Published 12:00 am Sunday, October 27, 2013

SALISBURY — Livingstone’s football team is once again running a fade pattern.
The Blue Bears appear to be going in the wrong direction after Saturday’s 40-0 CIAA loss to 16th-ranked Winston-Salem State.
“This is the process when you’re trying to build a team,” coach Daryl Williams said at Alumni Stadium, where Livingstone (2-6, 1-5) suffered its fourth straight loss. “This is what you have to go through. We’re close but yet we’re so far away.”
LC played air-tight defense in the first half, when it recovered three fumbles in WSSU territory and held the Rams (7-1, 5-0) to one touchdown.
“It’s just disappointing because they were very beatable,” linebacker Ken White said after making 11 tackles and recording his third sack of the season. “It showed in the first half. We had this team down to a T — down to the plays they were gonna run to the checks we made. We were there in position, but sometimes you’ve got to make a play.”
Winston-Salem recovered from a sluggish start and played a lights-out second half. Quarterback Rudy Johnson — whom Williams tutored in 2007 at Texas Southern — finished with 243 passing yards and four touchdowns. Most of that damage came in the third and fourth periods.
“I think they made a few minor adjustments,” said LC defensive back Justin Edwards. “But most of that was just mental mistakes by us.”
Down 7-0, a pivotal play occurred following a punt by Livingstone’s Kristo Hemphill with 9:51 remaining in the third quarter. The ball was fielded, then fumbled, by Winston-Salem State’s Sidney Lawson near the goal line. As it bunny-hopped around the lawn, Livingstone sophomore Hildon Bush confiscated the ball and fell into the end zone for an apparent game-tying touchdown.
Instead, Lawson was ruled down by contact and WSSU took over on its own 3-yard line.
“He never had full possession of the ball,” Bush tried to explain afterward. “He was going after it himself, bobbled it twice and it ended up in the end zone.

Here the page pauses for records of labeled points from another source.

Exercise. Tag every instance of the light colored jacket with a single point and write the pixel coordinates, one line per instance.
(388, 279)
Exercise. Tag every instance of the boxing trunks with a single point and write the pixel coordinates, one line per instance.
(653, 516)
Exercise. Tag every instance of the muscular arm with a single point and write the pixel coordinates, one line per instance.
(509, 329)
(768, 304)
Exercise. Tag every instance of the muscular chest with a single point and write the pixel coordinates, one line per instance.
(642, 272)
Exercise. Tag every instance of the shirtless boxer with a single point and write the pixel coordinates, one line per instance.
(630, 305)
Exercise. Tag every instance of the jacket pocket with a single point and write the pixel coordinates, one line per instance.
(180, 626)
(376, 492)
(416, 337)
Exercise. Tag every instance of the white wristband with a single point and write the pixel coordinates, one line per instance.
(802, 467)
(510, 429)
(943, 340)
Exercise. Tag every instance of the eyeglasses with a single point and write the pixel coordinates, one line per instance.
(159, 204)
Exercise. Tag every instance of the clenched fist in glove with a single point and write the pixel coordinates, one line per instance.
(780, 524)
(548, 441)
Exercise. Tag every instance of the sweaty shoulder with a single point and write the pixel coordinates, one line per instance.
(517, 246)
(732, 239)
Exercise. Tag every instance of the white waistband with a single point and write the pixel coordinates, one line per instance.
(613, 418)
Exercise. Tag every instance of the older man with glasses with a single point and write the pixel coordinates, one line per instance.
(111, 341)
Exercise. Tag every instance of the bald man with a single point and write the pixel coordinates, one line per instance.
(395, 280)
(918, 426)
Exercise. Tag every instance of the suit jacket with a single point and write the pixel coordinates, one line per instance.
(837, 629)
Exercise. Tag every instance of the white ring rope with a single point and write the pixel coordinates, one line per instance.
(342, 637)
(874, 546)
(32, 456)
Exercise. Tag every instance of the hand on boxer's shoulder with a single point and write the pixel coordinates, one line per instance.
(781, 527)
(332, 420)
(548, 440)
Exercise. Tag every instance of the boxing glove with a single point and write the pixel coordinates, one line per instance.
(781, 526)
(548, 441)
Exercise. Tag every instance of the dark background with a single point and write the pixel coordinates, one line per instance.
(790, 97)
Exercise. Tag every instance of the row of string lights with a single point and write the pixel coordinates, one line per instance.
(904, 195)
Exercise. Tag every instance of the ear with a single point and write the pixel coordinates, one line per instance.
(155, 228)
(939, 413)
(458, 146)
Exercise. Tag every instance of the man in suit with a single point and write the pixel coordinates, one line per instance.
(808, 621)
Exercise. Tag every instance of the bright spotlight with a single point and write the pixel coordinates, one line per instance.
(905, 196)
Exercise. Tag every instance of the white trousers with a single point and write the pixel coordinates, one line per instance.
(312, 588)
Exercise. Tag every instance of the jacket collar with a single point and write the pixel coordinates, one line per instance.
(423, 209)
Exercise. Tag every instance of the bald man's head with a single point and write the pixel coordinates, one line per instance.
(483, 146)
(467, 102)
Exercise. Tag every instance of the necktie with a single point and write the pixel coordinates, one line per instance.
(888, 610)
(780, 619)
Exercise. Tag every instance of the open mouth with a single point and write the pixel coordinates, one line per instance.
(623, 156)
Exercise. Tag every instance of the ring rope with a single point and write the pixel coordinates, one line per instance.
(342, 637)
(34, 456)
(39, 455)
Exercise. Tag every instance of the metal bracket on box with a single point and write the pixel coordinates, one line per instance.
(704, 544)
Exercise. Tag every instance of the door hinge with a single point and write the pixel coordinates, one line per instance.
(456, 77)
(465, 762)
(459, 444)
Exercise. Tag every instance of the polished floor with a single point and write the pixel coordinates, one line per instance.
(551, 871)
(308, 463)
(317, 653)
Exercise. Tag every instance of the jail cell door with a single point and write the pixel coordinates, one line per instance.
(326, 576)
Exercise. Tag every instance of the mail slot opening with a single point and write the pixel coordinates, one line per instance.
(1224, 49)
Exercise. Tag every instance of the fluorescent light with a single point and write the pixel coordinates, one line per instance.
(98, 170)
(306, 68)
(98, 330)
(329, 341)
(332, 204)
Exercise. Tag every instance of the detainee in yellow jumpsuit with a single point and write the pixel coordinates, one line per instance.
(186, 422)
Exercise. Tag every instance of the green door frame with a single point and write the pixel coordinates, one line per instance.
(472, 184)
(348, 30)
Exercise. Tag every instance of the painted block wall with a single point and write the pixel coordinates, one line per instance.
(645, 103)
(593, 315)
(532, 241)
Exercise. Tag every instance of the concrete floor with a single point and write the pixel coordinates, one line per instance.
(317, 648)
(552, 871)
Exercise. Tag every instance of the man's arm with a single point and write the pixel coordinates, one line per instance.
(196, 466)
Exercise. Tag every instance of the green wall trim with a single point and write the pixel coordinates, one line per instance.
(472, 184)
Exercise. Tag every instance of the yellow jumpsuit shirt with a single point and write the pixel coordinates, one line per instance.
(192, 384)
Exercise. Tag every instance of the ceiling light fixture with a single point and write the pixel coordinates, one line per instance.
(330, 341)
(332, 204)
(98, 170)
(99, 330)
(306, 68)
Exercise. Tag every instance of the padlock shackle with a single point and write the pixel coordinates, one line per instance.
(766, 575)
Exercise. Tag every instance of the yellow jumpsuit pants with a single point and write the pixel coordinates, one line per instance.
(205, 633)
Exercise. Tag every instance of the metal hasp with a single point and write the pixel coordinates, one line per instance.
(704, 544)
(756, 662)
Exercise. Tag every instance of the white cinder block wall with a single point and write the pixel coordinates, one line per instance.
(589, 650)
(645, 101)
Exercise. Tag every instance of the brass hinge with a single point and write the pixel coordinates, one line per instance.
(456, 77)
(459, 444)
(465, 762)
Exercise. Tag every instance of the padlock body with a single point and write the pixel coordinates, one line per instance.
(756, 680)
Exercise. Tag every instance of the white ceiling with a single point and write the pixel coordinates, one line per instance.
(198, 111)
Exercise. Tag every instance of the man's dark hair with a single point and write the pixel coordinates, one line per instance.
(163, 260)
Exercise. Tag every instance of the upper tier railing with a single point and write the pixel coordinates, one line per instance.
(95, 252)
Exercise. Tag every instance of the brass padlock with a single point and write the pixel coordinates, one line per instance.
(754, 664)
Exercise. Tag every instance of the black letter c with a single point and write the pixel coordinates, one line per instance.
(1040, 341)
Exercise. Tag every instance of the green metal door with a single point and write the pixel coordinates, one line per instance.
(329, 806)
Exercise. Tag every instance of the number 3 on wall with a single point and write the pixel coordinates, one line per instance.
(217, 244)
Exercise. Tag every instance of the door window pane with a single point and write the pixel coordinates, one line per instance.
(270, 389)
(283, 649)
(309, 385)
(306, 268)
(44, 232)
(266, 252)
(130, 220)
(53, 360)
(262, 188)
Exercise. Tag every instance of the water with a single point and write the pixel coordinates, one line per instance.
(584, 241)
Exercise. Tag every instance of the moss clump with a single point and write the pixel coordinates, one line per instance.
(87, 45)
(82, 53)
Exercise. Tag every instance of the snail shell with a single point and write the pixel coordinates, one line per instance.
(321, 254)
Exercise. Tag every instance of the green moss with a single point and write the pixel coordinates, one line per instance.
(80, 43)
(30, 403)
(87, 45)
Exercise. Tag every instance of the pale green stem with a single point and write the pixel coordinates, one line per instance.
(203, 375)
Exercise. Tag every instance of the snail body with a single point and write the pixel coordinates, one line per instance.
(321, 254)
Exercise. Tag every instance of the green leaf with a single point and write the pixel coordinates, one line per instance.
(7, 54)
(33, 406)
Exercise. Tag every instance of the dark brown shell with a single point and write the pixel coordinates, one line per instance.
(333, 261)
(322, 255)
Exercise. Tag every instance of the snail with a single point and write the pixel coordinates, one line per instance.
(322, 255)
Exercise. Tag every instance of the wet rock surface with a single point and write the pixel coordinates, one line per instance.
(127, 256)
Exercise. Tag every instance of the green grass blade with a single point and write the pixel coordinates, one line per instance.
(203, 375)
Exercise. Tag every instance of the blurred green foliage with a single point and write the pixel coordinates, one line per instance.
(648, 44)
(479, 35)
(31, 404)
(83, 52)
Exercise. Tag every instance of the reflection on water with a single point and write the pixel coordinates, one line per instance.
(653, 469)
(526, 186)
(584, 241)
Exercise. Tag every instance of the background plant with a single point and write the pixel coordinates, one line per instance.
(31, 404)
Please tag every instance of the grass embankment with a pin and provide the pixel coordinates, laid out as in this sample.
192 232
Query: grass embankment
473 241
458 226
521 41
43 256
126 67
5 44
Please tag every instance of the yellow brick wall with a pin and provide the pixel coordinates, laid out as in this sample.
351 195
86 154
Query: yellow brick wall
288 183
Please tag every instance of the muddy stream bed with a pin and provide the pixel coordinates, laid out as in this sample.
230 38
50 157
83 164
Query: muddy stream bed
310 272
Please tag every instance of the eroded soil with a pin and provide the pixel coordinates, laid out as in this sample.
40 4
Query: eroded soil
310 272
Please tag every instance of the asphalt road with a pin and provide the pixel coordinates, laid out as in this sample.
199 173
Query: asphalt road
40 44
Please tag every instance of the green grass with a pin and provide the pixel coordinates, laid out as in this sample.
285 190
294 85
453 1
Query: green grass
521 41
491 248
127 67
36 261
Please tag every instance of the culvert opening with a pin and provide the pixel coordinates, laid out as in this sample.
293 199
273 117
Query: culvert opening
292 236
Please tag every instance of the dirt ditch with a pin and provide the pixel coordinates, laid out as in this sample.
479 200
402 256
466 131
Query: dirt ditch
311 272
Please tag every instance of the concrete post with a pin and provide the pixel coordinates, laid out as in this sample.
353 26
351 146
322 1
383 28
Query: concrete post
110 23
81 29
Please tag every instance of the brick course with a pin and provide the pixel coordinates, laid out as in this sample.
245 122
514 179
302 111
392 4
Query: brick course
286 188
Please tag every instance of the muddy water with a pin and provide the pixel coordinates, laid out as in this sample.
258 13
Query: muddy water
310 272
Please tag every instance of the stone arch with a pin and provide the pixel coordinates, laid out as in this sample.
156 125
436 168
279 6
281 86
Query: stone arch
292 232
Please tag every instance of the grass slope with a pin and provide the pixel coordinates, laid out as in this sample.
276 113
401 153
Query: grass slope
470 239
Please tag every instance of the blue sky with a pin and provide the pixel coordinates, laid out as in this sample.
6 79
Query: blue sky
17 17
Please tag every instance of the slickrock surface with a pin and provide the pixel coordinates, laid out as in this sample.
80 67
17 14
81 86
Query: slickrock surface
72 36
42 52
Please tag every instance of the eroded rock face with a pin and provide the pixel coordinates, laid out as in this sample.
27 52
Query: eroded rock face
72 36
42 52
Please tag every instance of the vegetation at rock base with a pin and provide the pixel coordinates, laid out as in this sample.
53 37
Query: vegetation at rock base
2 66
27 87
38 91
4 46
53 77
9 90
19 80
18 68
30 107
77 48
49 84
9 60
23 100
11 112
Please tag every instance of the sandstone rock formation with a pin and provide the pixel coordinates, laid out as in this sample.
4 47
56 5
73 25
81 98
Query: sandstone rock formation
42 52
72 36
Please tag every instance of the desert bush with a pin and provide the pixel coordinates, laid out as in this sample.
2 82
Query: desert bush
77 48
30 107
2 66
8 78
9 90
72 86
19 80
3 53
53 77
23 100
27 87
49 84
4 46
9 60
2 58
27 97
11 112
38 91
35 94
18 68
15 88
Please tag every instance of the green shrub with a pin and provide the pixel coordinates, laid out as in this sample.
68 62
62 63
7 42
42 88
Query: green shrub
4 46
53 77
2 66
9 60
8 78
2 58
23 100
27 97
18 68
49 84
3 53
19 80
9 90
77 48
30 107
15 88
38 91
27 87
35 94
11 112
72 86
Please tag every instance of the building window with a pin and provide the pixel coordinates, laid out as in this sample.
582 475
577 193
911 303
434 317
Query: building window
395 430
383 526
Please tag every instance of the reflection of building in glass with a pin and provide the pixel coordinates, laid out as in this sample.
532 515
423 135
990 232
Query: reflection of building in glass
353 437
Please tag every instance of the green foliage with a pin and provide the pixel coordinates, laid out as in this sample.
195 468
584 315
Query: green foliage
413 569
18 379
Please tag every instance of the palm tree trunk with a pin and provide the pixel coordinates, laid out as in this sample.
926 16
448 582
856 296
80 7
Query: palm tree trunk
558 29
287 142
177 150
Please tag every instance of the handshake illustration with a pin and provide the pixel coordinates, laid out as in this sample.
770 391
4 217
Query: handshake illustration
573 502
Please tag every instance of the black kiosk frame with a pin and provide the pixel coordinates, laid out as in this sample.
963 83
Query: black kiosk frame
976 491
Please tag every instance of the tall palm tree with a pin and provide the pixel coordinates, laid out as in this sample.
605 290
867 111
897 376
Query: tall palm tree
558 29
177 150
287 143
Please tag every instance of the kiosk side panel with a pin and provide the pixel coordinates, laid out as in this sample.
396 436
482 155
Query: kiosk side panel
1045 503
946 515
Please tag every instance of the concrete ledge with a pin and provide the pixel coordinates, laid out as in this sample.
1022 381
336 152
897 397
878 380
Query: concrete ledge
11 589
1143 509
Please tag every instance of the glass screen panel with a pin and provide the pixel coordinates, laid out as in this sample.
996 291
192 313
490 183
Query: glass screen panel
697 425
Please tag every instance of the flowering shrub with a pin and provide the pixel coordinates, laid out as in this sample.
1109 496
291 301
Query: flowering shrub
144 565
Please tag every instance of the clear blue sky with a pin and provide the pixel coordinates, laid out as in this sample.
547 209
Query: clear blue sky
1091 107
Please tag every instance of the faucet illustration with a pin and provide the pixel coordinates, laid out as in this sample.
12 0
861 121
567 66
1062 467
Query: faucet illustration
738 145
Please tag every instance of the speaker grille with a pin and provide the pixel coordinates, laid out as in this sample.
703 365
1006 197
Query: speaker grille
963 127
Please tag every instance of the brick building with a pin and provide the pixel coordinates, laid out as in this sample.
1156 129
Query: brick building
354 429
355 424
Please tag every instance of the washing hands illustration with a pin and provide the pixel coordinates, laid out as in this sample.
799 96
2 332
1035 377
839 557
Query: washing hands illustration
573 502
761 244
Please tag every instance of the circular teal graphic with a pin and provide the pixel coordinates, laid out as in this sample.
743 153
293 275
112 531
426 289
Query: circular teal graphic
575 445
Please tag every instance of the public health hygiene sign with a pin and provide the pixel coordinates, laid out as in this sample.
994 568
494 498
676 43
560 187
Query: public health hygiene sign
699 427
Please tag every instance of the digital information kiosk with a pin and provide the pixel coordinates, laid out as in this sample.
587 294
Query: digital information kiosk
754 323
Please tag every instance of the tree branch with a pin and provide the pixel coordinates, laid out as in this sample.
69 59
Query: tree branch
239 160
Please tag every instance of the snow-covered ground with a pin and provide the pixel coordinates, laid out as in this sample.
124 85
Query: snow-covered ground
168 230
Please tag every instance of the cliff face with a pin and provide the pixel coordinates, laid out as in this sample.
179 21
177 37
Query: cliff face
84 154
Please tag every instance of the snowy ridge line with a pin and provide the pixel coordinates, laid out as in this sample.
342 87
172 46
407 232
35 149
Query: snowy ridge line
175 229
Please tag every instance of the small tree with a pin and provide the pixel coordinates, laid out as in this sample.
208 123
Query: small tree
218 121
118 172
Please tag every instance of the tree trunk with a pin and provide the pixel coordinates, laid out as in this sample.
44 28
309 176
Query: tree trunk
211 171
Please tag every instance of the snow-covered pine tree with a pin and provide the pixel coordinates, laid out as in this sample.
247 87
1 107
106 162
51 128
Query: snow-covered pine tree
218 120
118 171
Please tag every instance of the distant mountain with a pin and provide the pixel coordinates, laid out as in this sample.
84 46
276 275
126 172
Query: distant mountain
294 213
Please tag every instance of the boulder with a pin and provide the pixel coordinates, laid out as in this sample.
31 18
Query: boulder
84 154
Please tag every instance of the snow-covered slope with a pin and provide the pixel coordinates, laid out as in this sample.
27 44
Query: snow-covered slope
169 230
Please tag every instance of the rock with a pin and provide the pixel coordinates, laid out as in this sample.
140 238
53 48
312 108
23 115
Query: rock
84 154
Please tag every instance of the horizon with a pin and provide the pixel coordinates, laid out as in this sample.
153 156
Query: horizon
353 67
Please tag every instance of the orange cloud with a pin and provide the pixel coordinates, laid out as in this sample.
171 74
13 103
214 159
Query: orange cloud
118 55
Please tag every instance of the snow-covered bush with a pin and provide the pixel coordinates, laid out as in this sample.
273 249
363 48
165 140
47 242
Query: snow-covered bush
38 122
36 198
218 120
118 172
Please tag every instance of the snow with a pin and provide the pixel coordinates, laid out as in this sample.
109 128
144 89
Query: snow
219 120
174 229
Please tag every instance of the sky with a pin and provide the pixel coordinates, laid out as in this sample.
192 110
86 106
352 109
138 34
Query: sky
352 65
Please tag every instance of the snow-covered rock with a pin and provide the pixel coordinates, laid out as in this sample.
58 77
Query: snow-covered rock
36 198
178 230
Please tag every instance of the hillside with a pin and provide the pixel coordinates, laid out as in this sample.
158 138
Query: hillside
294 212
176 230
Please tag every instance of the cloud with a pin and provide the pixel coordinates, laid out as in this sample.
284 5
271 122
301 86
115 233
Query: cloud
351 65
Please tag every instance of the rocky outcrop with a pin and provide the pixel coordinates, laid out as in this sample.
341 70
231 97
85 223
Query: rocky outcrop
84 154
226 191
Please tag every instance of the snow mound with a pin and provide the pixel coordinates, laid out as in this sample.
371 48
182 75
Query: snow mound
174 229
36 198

How is that down by contact?”
Winning coach Connell Maynor was asked how the officials interpreted the play. “They told me the ground can’t cause a fumble,” he said. “(Lawson) had control of the ball when he went to the ground.”
The play had nightmarish consequences for the Blue Bears. Instead of rallying around the questionable call, they disintegrated like wet cardboard — yielding five second-half touchdowns. The first came on an ensuing 11-play, 97-yard scoring drive that included a costly pass interference penalty against LC.
“Those two calls were momentum changers,” Williams said. “We never recovered from them. We’re not a good enough team to overcome all that right now.”
Livingstone’s offense, anchored by a youthful OL, was so lost its picture should be posted on a milk carton. The Blue Bears had negative-9 yards rushing and 97 total yards. Starting quarterback Drew Powell was a victim of harassment — he passed for only 85 yards and was sacked six times.
“Their defense was pretty good,” Powell said after completing 10 of 30 passes. “But we had a system in place that should have helped us score. We just didn’t execute. Against teams like that you’ve got to be able to execute.”
Anthony Green was LC’s leading rusher with eight yards and thoroughbred Justin Forte managed only seven on 11 attempts.
“I tip my hat to the Winston-Salem defensive line,” Forte said. “Now we have to go back to work and get ready for Fayetteville (State). This chapter is done.”

NOTES: Livingstone celebrates homecoming next Saturday against FSU. … The Blue Bears were 1-for-17 on third-down conversions and failed on four fourth-and-ones in the first half. … Former West Rowan stars Jarvis Morgan and Zay Laster made late-game appearances. Morgan, a WSSU freshman wideout, made two receptions for 12 yards. Laster relieved Powell in fourth quarter and completed two of six passes but was intercepted three times.